IMPRESSIONS: Sasha Waltz & Guests’ “Kreatur” at BAM as part of the Next Wave Festival
BAM Howard Gilman Opera House
November 3, 2018
Direction and Choreography: Sasha Waltz
Performance and Choreography: Liza Alpízar Aguilar, Jirí Bartovanec, Davide Camplani, Clémentine Deluy, Claudia de Serpa Soares, Peggy Grelat-Dupont, Hwanhee Hwang, Annapaola Leso, Nicola Mascia, Thusnelda Mercy, Virgis Puodzunas, Zaratiana Randrianantenaina, Corey Scott-Gilbert, Yael Schnell
Costume Design: Iris van Herpen
Sound Design: Soundwalk Collective
Lighting Design: Urs Schönebaum
The titular creature isn’t just metaphorical. It’s real, arriving two-thirds of the way through Sasha Waltz & Guests’ 90-minute piece. Clad in a black body stocking, it radiates spikes from the waist up, like a half-shorn sea urchin. This creature pads around the stage, frightening and seducing, as performers gawk, dart away, and approach curiously. To be a creature is to live in the liminal space between freak and human, setting everyone else on pins and needles.
Making its US premiere as part of BAM’s Next Wave Festival, Kreatur investigates humanity’s fraught relationship to power, order, and ultimately each other. Less choreographer and more of a mad scientist, Waltz casts the stage as a microscope slide where fourteen dancers evolve through stages that could be dubbed chrysalis, colony, creature, and community. The transformations are individual and societal, minor changes aggregating into major ones.

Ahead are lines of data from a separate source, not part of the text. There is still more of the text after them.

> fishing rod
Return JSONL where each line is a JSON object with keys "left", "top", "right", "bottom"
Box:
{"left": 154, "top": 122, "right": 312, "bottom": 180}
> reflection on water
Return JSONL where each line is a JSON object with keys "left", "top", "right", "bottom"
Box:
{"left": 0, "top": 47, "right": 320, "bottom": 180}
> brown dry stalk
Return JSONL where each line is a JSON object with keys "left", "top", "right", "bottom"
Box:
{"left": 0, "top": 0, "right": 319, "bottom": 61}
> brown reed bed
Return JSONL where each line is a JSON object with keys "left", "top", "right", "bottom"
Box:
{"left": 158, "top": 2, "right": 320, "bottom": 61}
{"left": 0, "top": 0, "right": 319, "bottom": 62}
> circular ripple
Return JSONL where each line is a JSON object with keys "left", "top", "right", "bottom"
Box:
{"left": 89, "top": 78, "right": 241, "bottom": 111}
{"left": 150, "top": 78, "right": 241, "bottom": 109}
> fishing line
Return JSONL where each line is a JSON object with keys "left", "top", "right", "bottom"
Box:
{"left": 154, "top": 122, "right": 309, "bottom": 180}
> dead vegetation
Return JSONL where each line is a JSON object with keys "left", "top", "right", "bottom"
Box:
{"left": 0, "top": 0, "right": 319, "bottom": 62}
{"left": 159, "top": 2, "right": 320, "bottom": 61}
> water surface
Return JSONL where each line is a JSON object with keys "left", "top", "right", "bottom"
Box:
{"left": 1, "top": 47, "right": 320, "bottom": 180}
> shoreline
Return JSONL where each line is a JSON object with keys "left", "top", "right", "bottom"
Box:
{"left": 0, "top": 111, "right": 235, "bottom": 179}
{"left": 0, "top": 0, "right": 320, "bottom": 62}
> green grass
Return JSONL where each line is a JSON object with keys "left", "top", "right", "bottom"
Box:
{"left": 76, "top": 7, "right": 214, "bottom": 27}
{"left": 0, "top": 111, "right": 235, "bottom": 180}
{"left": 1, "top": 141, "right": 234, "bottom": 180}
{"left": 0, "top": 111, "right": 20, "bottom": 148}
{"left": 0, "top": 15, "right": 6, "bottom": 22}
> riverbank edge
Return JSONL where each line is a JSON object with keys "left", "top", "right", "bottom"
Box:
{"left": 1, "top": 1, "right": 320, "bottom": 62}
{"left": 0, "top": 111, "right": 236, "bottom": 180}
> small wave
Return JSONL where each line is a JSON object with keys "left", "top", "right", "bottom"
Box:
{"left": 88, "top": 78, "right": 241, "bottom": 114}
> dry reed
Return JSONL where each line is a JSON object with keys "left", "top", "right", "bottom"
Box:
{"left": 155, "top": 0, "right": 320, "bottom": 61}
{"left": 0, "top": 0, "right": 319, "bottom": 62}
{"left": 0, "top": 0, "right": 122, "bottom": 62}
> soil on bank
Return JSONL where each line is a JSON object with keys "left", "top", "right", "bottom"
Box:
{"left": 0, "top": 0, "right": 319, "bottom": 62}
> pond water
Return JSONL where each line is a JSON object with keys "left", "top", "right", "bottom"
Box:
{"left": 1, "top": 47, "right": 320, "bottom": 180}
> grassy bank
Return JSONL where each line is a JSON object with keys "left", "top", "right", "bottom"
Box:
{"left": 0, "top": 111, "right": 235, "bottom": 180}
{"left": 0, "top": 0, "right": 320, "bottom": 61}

In sepulchral lighting, the company glides on stage. Airy aluminum cocoons hang over them, making them look a little like dust bunnies. They explore their bodies by pointing the arches, but not the toes, of their feet. As their confidence surges, everyone sheds the cocoons to engage in languorous weight sharing and bearing.

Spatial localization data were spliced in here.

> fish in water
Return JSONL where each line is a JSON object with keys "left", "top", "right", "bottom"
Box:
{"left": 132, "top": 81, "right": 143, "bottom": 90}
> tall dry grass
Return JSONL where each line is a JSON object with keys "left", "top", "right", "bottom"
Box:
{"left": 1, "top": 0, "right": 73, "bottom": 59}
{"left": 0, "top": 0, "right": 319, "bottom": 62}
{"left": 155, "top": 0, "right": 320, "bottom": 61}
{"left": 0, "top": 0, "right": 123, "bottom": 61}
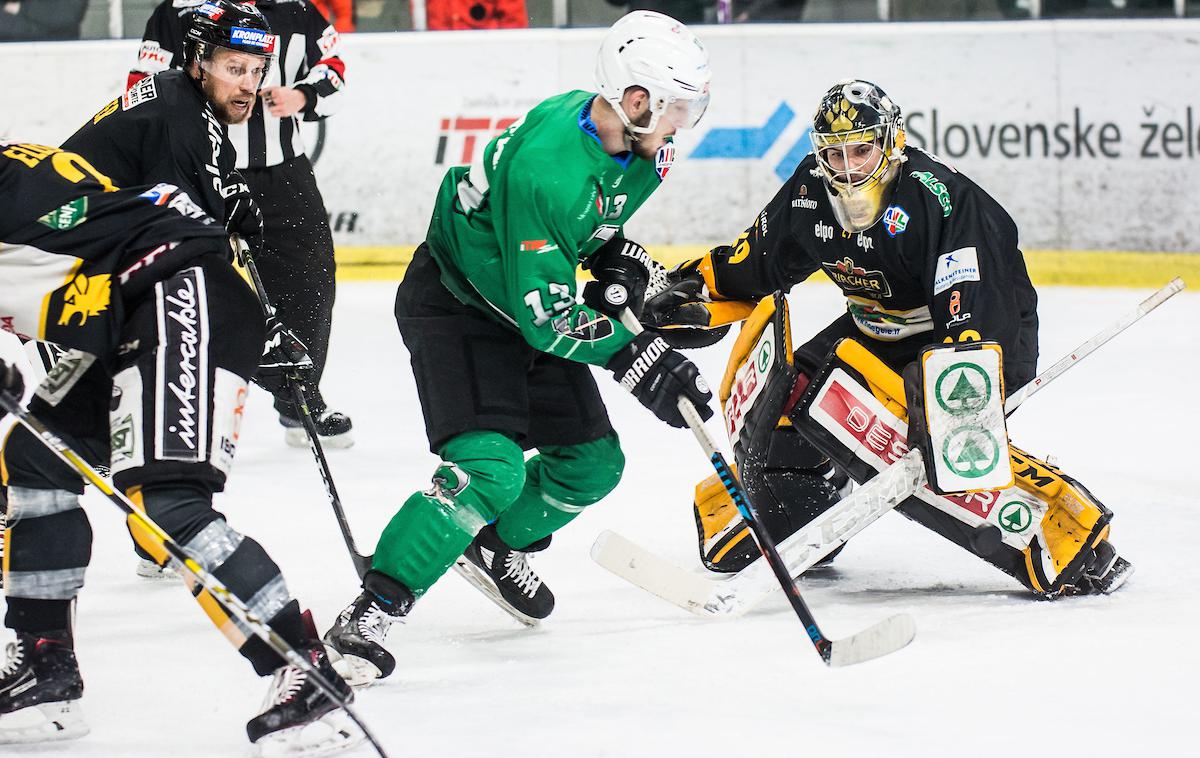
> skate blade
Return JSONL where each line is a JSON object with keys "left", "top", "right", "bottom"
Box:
{"left": 328, "top": 650, "right": 383, "bottom": 689}
{"left": 284, "top": 428, "right": 355, "bottom": 450}
{"left": 136, "top": 558, "right": 182, "bottom": 581}
{"left": 250, "top": 708, "right": 363, "bottom": 757}
{"left": 452, "top": 559, "right": 541, "bottom": 627}
{"left": 0, "top": 700, "right": 89, "bottom": 744}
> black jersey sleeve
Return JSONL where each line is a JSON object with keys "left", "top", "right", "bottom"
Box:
{"left": 706, "top": 170, "right": 819, "bottom": 300}
{"left": 922, "top": 179, "right": 1037, "bottom": 365}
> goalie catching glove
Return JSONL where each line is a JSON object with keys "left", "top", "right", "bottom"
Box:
{"left": 642, "top": 252, "right": 755, "bottom": 349}
{"left": 606, "top": 331, "right": 713, "bottom": 428}
{"left": 255, "top": 316, "right": 314, "bottom": 394}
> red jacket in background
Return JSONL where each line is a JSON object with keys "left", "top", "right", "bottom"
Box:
{"left": 426, "top": 0, "right": 528, "bottom": 30}
{"left": 310, "top": 0, "right": 355, "bottom": 32}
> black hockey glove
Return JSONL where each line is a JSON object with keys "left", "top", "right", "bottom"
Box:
{"left": 606, "top": 332, "right": 713, "bottom": 428}
{"left": 255, "top": 316, "right": 314, "bottom": 395}
{"left": 0, "top": 358, "right": 24, "bottom": 415}
{"left": 223, "top": 170, "right": 263, "bottom": 252}
{"left": 642, "top": 254, "right": 732, "bottom": 350}
{"left": 582, "top": 238, "right": 658, "bottom": 319}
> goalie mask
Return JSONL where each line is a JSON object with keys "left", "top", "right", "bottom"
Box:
{"left": 811, "top": 80, "right": 906, "bottom": 233}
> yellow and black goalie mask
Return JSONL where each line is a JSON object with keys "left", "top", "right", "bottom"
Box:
{"left": 811, "top": 80, "right": 906, "bottom": 233}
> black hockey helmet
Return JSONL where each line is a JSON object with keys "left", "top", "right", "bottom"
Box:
{"left": 811, "top": 80, "right": 907, "bottom": 233}
{"left": 184, "top": 1, "right": 275, "bottom": 81}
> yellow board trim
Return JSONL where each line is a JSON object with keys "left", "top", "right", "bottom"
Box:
{"left": 332, "top": 245, "right": 1200, "bottom": 287}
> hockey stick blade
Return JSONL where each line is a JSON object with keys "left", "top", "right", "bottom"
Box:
{"left": 826, "top": 613, "right": 916, "bottom": 668}
{"left": 592, "top": 448, "right": 926, "bottom": 618}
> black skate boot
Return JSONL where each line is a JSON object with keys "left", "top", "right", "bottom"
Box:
{"left": 0, "top": 631, "right": 88, "bottom": 744}
{"left": 323, "top": 572, "right": 413, "bottom": 687}
{"left": 456, "top": 524, "right": 554, "bottom": 624}
{"left": 247, "top": 642, "right": 361, "bottom": 756}
{"left": 280, "top": 409, "right": 354, "bottom": 450}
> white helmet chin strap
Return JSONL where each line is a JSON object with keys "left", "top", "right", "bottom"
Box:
{"left": 615, "top": 100, "right": 662, "bottom": 137}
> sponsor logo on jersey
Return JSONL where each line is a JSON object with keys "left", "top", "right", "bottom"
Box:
{"left": 156, "top": 268, "right": 209, "bottom": 462}
{"left": 792, "top": 184, "right": 818, "bottom": 210}
{"left": 38, "top": 197, "right": 88, "bottom": 231}
{"left": 139, "top": 183, "right": 176, "bottom": 205}
{"left": 821, "top": 257, "right": 892, "bottom": 298}
{"left": 882, "top": 205, "right": 909, "bottom": 236}
{"left": 57, "top": 273, "right": 111, "bottom": 326}
{"left": 655, "top": 142, "right": 675, "bottom": 180}
{"left": 122, "top": 75, "right": 157, "bottom": 110}
{"left": 910, "top": 170, "right": 952, "bottom": 217}
{"left": 520, "top": 239, "right": 548, "bottom": 253}
{"left": 137, "top": 40, "right": 170, "bottom": 69}
{"left": 552, "top": 311, "right": 615, "bottom": 343}
{"left": 814, "top": 220, "right": 835, "bottom": 242}
{"left": 933, "top": 247, "right": 980, "bottom": 294}
{"left": 856, "top": 232, "right": 874, "bottom": 251}
{"left": 230, "top": 28, "right": 275, "bottom": 52}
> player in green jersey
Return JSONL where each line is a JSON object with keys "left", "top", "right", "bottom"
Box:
{"left": 324, "top": 11, "right": 713, "bottom": 684}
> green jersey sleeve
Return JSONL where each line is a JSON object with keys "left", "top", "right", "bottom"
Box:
{"left": 495, "top": 162, "right": 634, "bottom": 365}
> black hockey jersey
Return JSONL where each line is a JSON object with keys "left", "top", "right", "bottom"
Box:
{"left": 61, "top": 69, "right": 234, "bottom": 220}
{"left": 129, "top": 0, "right": 346, "bottom": 169}
{"left": 708, "top": 149, "right": 1038, "bottom": 370}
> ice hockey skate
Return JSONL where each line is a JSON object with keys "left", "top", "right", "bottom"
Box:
{"left": 455, "top": 525, "right": 554, "bottom": 626}
{"left": 135, "top": 557, "right": 182, "bottom": 581}
{"left": 0, "top": 631, "right": 88, "bottom": 745}
{"left": 247, "top": 643, "right": 362, "bottom": 757}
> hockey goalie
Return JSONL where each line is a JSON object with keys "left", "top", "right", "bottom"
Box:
{"left": 642, "top": 79, "right": 1132, "bottom": 598}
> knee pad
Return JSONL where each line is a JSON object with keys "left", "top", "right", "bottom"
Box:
{"left": 436, "top": 430, "right": 527, "bottom": 523}
{"left": 109, "top": 259, "right": 259, "bottom": 494}
{"left": 695, "top": 426, "right": 843, "bottom": 573}
{"left": 535, "top": 432, "right": 625, "bottom": 509}
{"left": 4, "top": 487, "right": 92, "bottom": 600}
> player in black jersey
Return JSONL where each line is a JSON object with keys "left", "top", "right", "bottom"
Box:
{"left": 0, "top": 143, "right": 357, "bottom": 752}
{"left": 647, "top": 80, "right": 1130, "bottom": 597}
{"left": 131, "top": 0, "right": 351, "bottom": 448}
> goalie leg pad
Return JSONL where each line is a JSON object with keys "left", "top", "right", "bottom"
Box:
{"left": 695, "top": 427, "right": 844, "bottom": 573}
{"left": 790, "top": 337, "right": 1123, "bottom": 597}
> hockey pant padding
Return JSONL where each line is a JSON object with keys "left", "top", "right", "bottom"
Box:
{"left": 3, "top": 487, "right": 92, "bottom": 634}
{"left": 372, "top": 431, "right": 525, "bottom": 596}
{"left": 128, "top": 485, "right": 305, "bottom": 674}
{"left": 695, "top": 426, "right": 843, "bottom": 573}
{"left": 494, "top": 432, "right": 625, "bottom": 550}
{"left": 110, "top": 258, "right": 263, "bottom": 495}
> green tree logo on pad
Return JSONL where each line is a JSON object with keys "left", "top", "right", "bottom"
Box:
{"left": 941, "top": 425, "right": 1001, "bottom": 478}
{"left": 935, "top": 362, "right": 992, "bottom": 416}
{"left": 998, "top": 501, "right": 1033, "bottom": 534}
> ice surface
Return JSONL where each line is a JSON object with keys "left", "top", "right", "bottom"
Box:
{"left": 1, "top": 281, "right": 1196, "bottom": 757}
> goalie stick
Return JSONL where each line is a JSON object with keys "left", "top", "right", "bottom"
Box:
{"left": 619, "top": 311, "right": 915, "bottom": 667}
{"left": 233, "top": 237, "right": 372, "bottom": 579}
{"left": 595, "top": 277, "right": 1185, "bottom": 620}
{"left": 0, "top": 390, "right": 389, "bottom": 758}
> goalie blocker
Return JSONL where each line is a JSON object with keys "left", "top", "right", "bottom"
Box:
{"left": 695, "top": 297, "right": 1130, "bottom": 597}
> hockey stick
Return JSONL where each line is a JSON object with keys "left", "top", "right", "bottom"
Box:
{"left": 0, "top": 391, "right": 388, "bottom": 758}
{"left": 596, "top": 278, "right": 1186, "bottom": 619}
{"left": 233, "top": 236, "right": 372, "bottom": 578}
{"left": 619, "top": 311, "right": 914, "bottom": 667}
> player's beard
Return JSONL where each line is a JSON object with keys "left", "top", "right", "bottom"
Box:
{"left": 202, "top": 79, "right": 255, "bottom": 126}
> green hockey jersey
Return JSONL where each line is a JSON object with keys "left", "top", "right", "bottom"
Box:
{"left": 425, "top": 90, "right": 672, "bottom": 366}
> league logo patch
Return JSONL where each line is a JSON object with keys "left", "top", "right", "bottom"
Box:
{"left": 655, "top": 142, "right": 675, "bottom": 181}
{"left": 883, "top": 205, "right": 909, "bottom": 237}
{"left": 552, "top": 312, "right": 615, "bottom": 343}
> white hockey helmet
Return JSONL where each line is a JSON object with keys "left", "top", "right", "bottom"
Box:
{"left": 595, "top": 11, "right": 711, "bottom": 135}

The activity — though not the tempo — escalates in tandem with Soundwalk Collective’s score of clangs and rumbles from factories and a former Stasi prison. The dancers flail, pulse, writhe, and thrash with jutting elbows and swiveling hips. They coalesce into a big clump and then splinter into tiny clusters of more rave-inspired movement. So much is happening that it’s hard to know what should be happening.

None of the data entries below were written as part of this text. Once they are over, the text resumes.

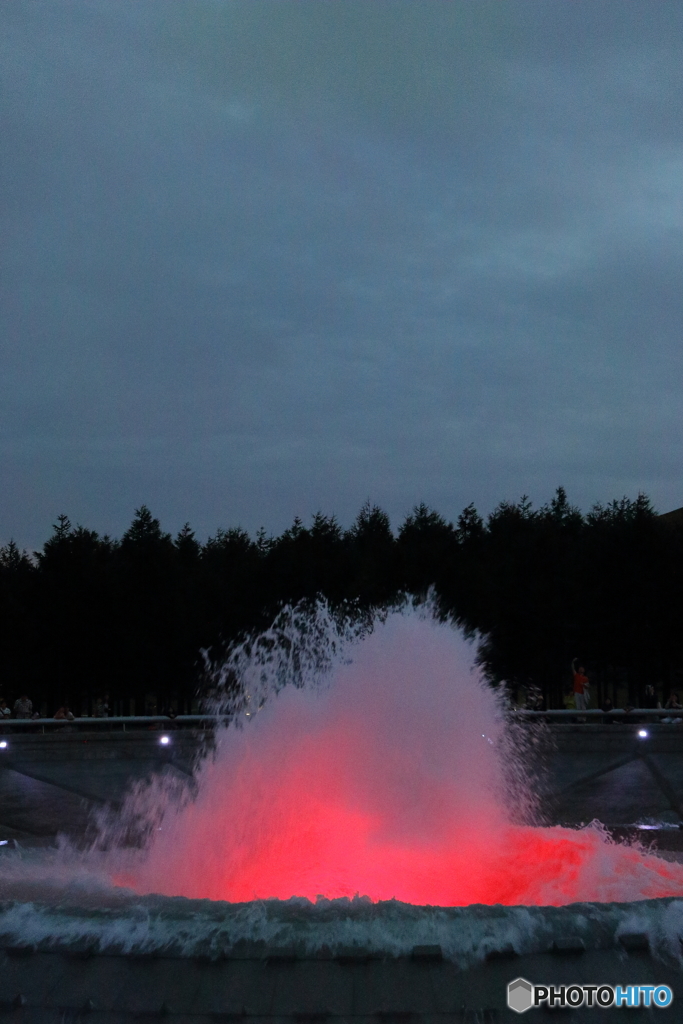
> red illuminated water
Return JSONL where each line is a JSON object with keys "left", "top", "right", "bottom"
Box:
{"left": 116, "top": 610, "right": 683, "bottom": 906}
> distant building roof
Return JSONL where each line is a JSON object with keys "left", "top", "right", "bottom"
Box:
{"left": 658, "top": 506, "right": 683, "bottom": 526}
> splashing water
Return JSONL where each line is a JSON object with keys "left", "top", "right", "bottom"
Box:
{"left": 107, "top": 606, "right": 683, "bottom": 907}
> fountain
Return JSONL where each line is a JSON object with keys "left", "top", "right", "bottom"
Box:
{"left": 1, "top": 604, "right": 683, "bottom": 1017}
{"left": 107, "top": 604, "right": 683, "bottom": 908}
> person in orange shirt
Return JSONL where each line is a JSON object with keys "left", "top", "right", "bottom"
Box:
{"left": 571, "top": 658, "right": 590, "bottom": 712}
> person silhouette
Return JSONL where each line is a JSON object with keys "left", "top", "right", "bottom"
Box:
{"left": 571, "top": 658, "right": 590, "bottom": 712}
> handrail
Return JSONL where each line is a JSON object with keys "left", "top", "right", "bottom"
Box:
{"left": 514, "top": 708, "right": 683, "bottom": 719}
{"left": 0, "top": 714, "right": 226, "bottom": 731}
{"left": 1, "top": 709, "right": 682, "bottom": 731}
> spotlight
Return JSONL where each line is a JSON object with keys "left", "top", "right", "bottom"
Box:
{"left": 637, "top": 729, "right": 649, "bottom": 739}
{"left": 159, "top": 735, "right": 170, "bottom": 745}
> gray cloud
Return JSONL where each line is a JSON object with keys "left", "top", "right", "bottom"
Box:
{"left": 2, "top": 0, "right": 682, "bottom": 547}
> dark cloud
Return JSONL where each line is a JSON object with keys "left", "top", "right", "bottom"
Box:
{"left": 1, "top": 0, "right": 682, "bottom": 547}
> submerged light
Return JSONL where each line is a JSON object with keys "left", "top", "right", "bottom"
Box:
{"left": 638, "top": 729, "right": 649, "bottom": 739}
{"left": 159, "top": 735, "right": 170, "bottom": 745}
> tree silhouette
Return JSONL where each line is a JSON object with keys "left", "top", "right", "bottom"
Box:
{"left": 0, "top": 491, "right": 681, "bottom": 714}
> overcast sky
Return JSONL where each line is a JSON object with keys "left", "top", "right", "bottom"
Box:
{"left": 2, "top": 0, "right": 682, "bottom": 548}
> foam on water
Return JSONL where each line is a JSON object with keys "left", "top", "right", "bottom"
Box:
{"left": 1, "top": 878, "right": 683, "bottom": 968}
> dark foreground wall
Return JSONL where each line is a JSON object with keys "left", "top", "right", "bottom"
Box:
{"left": 0, "top": 728, "right": 202, "bottom": 842}
{"left": 3, "top": 724, "right": 683, "bottom": 843}
{"left": 541, "top": 724, "right": 683, "bottom": 829}
{"left": 0, "top": 940, "right": 681, "bottom": 1023}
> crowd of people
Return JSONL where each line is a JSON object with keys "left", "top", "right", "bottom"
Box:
{"left": 4, "top": 665, "right": 683, "bottom": 725}
{"left": 520, "top": 657, "right": 683, "bottom": 721}
{"left": 0, "top": 694, "right": 111, "bottom": 721}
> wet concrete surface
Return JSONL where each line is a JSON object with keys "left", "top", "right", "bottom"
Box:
{"left": 0, "top": 729, "right": 200, "bottom": 844}
{"left": 6, "top": 723, "right": 683, "bottom": 846}
{"left": 536, "top": 725, "right": 683, "bottom": 858}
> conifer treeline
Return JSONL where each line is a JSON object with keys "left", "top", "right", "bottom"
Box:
{"left": 1, "top": 489, "right": 681, "bottom": 713}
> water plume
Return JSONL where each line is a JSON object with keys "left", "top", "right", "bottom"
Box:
{"left": 106, "top": 604, "right": 683, "bottom": 907}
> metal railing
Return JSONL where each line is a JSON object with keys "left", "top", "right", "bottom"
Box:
{"left": 514, "top": 708, "right": 683, "bottom": 721}
{"left": 0, "top": 714, "right": 226, "bottom": 733}
{"left": 1, "top": 709, "right": 683, "bottom": 733}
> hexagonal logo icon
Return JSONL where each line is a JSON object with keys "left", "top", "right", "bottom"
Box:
{"left": 507, "top": 977, "right": 534, "bottom": 1014}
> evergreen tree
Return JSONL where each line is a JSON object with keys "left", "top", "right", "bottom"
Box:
{"left": 0, "top": 490, "right": 681, "bottom": 714}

This episodic flurry resolves into a confused narrative as the colony finds itself in peril from an invisible force. They gather on the platform of a white staircase, some falling off, others clambering to safety. Later, sadists exploit fear and humiliation to create an illusion of order. A martinet orders a quivering woman to “Stop crying!” and then “Stop breathing” — an impossible command, but one the victim attempts.
As with all societies that surrender to authoritarianism, the colony consumes itself. Yet they leave behind hope in the form of a woman in a white architectural skirt and top (the costumes are by tech-fan fashion designer Iris van Herpen). Through a solo of spurting, rabid gestures, this mythical virgin predicts a new era, which is exactly what transpires.
The creature enters, the community regroups, and dystopia is eradicated through a common enemy. They celebrate with a free-for-all of free love. As the cheesy “Je T’aime” (by ‘60s sweethearts Serge Gainsbourg and Jane Birkin) warbles, the dancers get it on. The creature, now revealed to be a woman, masturbates lustily alongside another performer. Two men kiss, and another grabs a woman’s breasts for a looong time. Apparently, love is all you need.
The last searing image hearkens to a motif from the beginning. One dancer wraps a woman in a sheath of shiny, silvery plastic. Her form becomes distorted as if she’s been captured in a water-filled test tube. And so it ends, with the specimens being rebottled and shelved until they’re released again.
Waltz is bleak in her critique of humans, who are horny, prone to fascism, and violent except when kindness serves their self-interest. Unfortunately, this is neither a new thought nor even an interesting one. It’s nothing we don’t already know, seeing as we’re living it now. No amount of je t’aime will change that.
Even bleaker is the barrage of avant-garde clichés: bare breasts, apocalyptic imagery, a creaky soundtrack, and unintelligible screaming. Celebrating her 25th anniversary as a choreographer and recently appointed as co-artistic director of Staatsballett Berlin, Waltz should be above such hackneyed tools.
This leaves the tantalizing option that Kreatur may not be about the banality of evil at all. Perhaps, it’s about the banality of 21st-century art and its inability to rise to the demands of our time. Is there nothing new or compelling to say or do because humans have proven themselves incapable of being anything other than . . . creatures?
Now that’s a bleak thought — and an interesting one.